Sono abbastanza certo che Cangianti non abbia letto due racconti di Lino Aldani, “Screziato di rosso” e “Aria di Roma andalusa”, ma è interessante come l’importante scrittore italiano di fantascienza avesse lavorato sia sul rapporto narrativo tra Resistenza e fantastico sia sulle suggestioni di una Roma segreta e misteriosa che deve molto a un originale televisivo come Il segno del comando, diretto da Daniele D’Anza per la RAI nel 1971. L’attenta regia narrativa di Cangianti non nasconde le molteplici ispirazioni, dall’epopea della Resistenza popolare di traccia neorealista e ricca di autoironia, a Cherudek (1997), il più visionario dei romanzi di Valerio Evangelisti, alla geografia della mai completamente scomparsa capitale esoterica e iniziatica, alle utopie intellettuali e popolari, alla ricca letteratura dedicata alla fine della rivolta giovanile e del dilagare del disimpegno e dell’eroina. Ma per Cangianti quegli ideali dell’antifascismo spontaneo e popolare, senza partito, non sono mai morti, anzi sono destinati a rispuntare come le piante maligne da ogni crepa della nostra asfaltata società. Come in molte opere fantastiche esiste un libro guida, e in Distruggi il male ce ne sono due: Il signore degli anelli di Tolkien e Banditi di Piero Chiodi, comandante partigiano della Centotreesima Garibaldi e filosofo esistenzialista. La lettura di Tolkien che, nella finzione del romanzo, Cangianti affida a Enrico, il protagonista, un liceale che si avvicina ad Autonomia Operaia un po’ per amore e un po’ per senso salgariano di avventura, è quella ecologista e libertaria, interetnica, e che può essere sinteticamente riferita al saggio di Alessandro Portelli “Appunti su Tolkien e Il Signore degli anelli”, pubblicata sul numero 18 della rivista Primo Maggio (ripresa su Pulp Magazine).

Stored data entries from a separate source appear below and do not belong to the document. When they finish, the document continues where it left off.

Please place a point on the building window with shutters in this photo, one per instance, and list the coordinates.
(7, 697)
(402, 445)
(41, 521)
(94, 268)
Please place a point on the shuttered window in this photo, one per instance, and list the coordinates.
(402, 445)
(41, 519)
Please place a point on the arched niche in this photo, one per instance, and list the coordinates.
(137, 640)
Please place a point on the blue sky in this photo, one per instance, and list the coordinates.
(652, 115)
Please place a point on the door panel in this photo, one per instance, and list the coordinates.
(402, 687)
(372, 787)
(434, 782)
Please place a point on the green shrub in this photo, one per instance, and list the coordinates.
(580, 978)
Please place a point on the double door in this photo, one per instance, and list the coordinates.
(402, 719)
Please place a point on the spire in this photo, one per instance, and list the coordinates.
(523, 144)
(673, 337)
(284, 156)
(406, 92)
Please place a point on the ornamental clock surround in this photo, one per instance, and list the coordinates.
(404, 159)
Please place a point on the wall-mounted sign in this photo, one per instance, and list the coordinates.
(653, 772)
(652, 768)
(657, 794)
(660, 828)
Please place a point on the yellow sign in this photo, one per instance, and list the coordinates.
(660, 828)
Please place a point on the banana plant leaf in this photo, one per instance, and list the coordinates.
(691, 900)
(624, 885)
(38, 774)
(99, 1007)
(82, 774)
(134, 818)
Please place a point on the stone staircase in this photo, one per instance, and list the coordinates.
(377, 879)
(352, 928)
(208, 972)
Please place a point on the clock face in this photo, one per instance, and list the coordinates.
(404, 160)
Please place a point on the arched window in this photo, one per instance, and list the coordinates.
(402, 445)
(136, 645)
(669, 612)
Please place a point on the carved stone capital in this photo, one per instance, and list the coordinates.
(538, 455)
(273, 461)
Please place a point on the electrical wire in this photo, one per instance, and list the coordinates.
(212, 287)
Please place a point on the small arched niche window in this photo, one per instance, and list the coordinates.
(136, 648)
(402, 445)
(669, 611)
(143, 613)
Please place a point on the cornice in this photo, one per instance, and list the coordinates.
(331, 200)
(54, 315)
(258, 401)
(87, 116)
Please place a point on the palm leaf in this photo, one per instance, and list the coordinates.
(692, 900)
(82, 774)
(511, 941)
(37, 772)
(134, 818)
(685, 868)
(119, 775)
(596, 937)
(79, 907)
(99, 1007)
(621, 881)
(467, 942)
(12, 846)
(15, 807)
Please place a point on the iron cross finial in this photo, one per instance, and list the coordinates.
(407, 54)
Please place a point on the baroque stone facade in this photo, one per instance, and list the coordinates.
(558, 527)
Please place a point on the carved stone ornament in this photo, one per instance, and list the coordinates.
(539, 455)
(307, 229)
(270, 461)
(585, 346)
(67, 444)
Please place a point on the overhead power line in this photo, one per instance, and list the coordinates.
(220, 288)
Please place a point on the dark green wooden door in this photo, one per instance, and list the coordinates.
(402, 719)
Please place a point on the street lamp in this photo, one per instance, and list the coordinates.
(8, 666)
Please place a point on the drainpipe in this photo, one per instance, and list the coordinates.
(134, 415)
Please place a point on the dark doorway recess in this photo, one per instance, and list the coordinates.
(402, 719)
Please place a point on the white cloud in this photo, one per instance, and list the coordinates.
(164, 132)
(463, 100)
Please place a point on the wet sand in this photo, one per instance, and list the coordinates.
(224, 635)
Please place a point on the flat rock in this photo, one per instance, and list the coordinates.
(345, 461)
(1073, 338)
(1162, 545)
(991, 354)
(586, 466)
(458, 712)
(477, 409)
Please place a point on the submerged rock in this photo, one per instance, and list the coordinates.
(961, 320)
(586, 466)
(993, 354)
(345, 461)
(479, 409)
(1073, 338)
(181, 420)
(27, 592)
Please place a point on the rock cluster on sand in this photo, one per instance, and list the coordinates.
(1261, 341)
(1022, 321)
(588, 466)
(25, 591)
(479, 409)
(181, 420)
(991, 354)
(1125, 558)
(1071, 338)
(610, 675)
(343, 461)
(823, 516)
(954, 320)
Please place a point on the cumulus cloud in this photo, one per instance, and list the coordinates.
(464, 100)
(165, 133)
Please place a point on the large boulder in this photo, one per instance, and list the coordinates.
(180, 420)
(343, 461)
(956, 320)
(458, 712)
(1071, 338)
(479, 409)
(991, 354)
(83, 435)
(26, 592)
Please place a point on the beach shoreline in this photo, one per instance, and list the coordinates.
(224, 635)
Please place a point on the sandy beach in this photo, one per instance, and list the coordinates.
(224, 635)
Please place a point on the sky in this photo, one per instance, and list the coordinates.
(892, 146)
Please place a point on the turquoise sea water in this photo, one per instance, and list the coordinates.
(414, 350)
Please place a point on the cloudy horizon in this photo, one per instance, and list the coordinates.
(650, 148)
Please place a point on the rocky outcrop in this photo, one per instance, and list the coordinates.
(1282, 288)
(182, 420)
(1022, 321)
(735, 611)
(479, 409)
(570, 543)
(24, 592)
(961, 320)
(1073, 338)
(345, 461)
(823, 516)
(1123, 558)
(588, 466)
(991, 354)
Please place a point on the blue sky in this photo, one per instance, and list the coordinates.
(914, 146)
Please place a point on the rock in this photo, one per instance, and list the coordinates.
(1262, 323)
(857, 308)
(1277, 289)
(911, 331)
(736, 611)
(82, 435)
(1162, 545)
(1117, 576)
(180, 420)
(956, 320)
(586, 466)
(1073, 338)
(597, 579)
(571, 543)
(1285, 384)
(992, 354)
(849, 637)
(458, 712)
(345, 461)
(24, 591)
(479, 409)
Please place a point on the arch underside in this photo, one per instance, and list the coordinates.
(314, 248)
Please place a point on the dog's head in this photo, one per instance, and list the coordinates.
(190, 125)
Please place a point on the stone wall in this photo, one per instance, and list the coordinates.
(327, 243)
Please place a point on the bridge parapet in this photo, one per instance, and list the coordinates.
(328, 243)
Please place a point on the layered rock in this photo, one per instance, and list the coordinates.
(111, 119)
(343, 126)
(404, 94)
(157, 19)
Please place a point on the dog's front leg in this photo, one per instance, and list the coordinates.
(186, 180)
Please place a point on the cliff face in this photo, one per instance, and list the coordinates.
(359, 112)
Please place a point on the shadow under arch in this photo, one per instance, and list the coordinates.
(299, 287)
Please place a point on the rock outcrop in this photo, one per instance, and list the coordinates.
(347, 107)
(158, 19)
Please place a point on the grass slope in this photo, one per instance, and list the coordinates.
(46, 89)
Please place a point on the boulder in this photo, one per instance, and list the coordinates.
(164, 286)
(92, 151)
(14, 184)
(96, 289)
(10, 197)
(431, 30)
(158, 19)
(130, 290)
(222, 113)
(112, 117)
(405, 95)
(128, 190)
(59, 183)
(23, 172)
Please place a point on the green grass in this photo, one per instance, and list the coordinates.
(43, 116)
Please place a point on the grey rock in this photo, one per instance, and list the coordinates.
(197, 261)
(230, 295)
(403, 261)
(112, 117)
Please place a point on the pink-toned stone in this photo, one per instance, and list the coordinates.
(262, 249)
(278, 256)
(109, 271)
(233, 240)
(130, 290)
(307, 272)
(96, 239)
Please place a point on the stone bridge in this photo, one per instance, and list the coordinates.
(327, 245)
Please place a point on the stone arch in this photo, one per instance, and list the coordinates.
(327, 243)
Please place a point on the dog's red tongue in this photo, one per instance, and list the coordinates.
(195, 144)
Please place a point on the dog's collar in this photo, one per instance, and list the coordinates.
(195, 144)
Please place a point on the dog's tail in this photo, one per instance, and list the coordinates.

L’utilizzo de Il signore degli anelli nel romanzo di Cangianti, alla faccia di decenni di riscrittura ideologica e pacchiana dell’estrema destra, recupera il tema della lotta contro il male che percorre tutta la lettera popolare fino agli anime giapponesi, quel sentimento di lottare dalla parte giusta, quell’emozione di mettere a rischio la propria vita contro l’ingiustizia e la sopraffazione, quella comprensione delle diversità che costituiscono il gruppo. In Distruggi il male la “compagnia” che si raccoglie all’Alberone non può essere più eterogenea nelle esperienze e nelle sofferenze così profonde nonostante le giovani età, l’opposto del mito dell’individuo superiore, del culto della morte, del disprezzo. Da Banditi di Chiodi invece ricava una lettura della Resistenza anti-mitica, contraddittoria, di felicità e paura abbracciate. Ma è la fine del sogno di rivolta che era nato nel ’77 a essere chiave di lettura che lega la guerriglia dei partigiani di Bandiera Rossa, al Movimento che si scontrava ad armi pari con le squadre di Francesco Cossiga, alla lotta in Val di Susa. Se passate per Roma vedrete sui muri delle vecchie case le lapidi che ricordano gli assassinati delle Fosse Ardeatine. Più di cinquanta di loro erano partigiani di Bandiera Rossa. Quando leggerete le parole nel marmo, pensate che la lotta non è finita e resistere non è mai inutile.